Long before Tamsin Calidas wrote I am an Island, Highlanders were being accused of insularity and clannishness. There was a vested interest in portraying Gaels and the Gàidhealtachd as a strange living museum of constrictive traditions, as inbred and closed to the outside world. Clearly, some such opinions linger on to the present day. Angry glances shot at campervan colonnades are misunderstood as hostility or xenophobia, ignoring the very real frustration of seeing another 3.5 tonne motorhome deepen a pothole that the Council have neglected to fix for a decade. These misunderstandings might lead the cynics to see the concerns about the Highland housing crisis as self-serving or inherently unwelcoming to outsiders, but I have news for them. Islanders know full well that ‘incomers’ means wealthy retirees wanting to sketch the landscape and run a B&B by the beach, but it also – perhaps even more so – means NHS workers, delivery drivers, teachers, and new blood in the community. There is only a crisis because the market in the Highlands and Islands is in a state of utter imbalance, totally skewed towards those with a lifetime’s worth of savings on their side, regardless of origin.
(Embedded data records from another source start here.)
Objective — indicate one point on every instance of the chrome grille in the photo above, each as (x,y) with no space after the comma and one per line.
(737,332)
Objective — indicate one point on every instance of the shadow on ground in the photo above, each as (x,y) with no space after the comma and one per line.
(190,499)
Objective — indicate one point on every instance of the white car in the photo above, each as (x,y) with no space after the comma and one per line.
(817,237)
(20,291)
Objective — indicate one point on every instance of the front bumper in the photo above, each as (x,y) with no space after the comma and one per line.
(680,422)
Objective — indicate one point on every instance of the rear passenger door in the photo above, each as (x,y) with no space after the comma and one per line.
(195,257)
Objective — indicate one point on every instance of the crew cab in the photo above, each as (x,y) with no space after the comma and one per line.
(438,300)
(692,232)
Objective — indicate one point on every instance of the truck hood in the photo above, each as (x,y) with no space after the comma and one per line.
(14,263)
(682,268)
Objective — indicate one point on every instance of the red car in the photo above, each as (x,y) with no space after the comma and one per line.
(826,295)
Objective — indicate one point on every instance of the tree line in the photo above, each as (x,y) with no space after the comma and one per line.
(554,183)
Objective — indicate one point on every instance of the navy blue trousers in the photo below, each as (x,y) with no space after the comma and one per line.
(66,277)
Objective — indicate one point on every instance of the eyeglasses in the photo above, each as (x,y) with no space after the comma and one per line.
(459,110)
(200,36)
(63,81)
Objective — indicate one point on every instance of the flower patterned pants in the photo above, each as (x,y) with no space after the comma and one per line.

Collective action has always been difficult in the Highlands and Islands because of the distance and terrain between individual townships, especially after half of them were emptied. The scales are tipping, though, as more and more issues that were once endemic to Skye or the Outer Isles begin to affect the mainland and seem to be spreading. Thankfully, Highlanders are not islands – they stand together on many of the issues that really matter today.